Yes, but whether it works for you depends on your tolerance for the complexity.
- Cleanly separate writing, storing, and consuming the data.
- Use a SSD or dedicated and limited pool of drives for downloads / torrents.
- When downloaded move the files to the primary storage pool.
- When setting up software like Plex, Jellyfin, etc. point to the underlying filesystems. Not mergerfs.
- Add a bunch of bcache, lvmcache, dm-cache, or similar block level cache to your setup. After a bit of use, assuming sufficient storage space, you can limit the likelihood of the underlying spinning disks from needing to be hit.
- Tweak your system's settings around caching:
- mount all your filesystems with
noatimeto disable updating "last accessed" time on files. - mount all your filesystems with
nodiratimeto disable updating "last accessed" time on directories. sudo sysctl -w vm.vfs_cache_pressure=10: Prioritizes keeping file metadata cached in RAM.sudo sysctl -w vm.dirty_ratio=40: Allows up to 40% of system memory to be filled with unwritten "dirty" data before forcing a disk flush.sudo sysctl -w vm.dirty_background_ratio=5: Sets a lower threshold (5%) for the kernel to start writing data in the background without blocking applications.sudo sysctl -w vm.dirty_writeback_centisecs=6000: Increases the interval between kernel writeback checks to 60 seconds (default is usually 5).sudo sysctl -w vm.dirty_expire_centisecs=12000: Allows data to stay "dirty" in RAM for up to 120 seconds before it must be written to disk.- To make
sysctlvalues permanent add the above to/etc/sysctl.conf. - Note: for systems with limited RAM the above
sysctlvalues could cause issues. - Note: if you increase the time for which data is stored in RAM before being flushed to disk there is also an increased risk that a sudden powerloss could lead to lost data.
- mount all your filesystems with
- Enable all the appropriate caches in mergerfs:
- https://trapexit.github.io/mergerfs/latest/config/cache/
cache.entry=86400: cache file existence for 24h.cache.negative-entry=86400: cache file non-existence for 24h.cache.attr=86400: cache file metadata for 24h.cache.symlinks=true: enable symlink caching.cache.readdir=true: enable directory listing caching.
References
- Documentation for /proc/sys/vm/
- How to Configure vm.swappiness and Other Virtual Memory Parameters on RHEL
Tradeoffs
While it may be a trade off you are willing to live with there is decent evidence that spinning down drives puts material increased wear on them and can lead to their death earlier than otherwise.

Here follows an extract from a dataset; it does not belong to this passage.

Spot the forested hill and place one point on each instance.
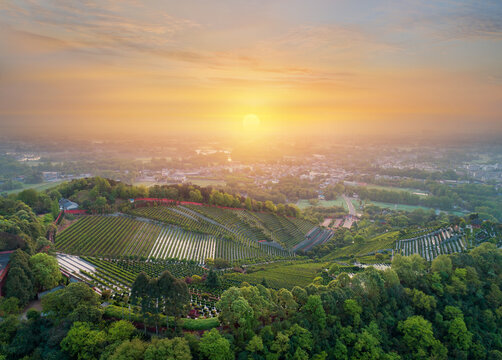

You may end up saving money on electricity but spending more on having to purchase new drives sooner.
Alternatives
Project Comparisons lists a few projects that are similar to mergerfs but offer caching. Please note that these projects are very young and not general purpose like mergerfs. Their compliance to POSIX filesystem rules is probably low enough that certain behaviors may not work or worse lead to data corruption.
I'm not suggesting not to look at those projects but filesystem development is complicated even when it appears to be just a layer on top of another. Just be careful and do your research. That stands for anything touching your data... mergerfs included.
To the degree that mergerfs can add features which help in this situation, so long as it doesn't interfere with other fundamental features, they may be added over time.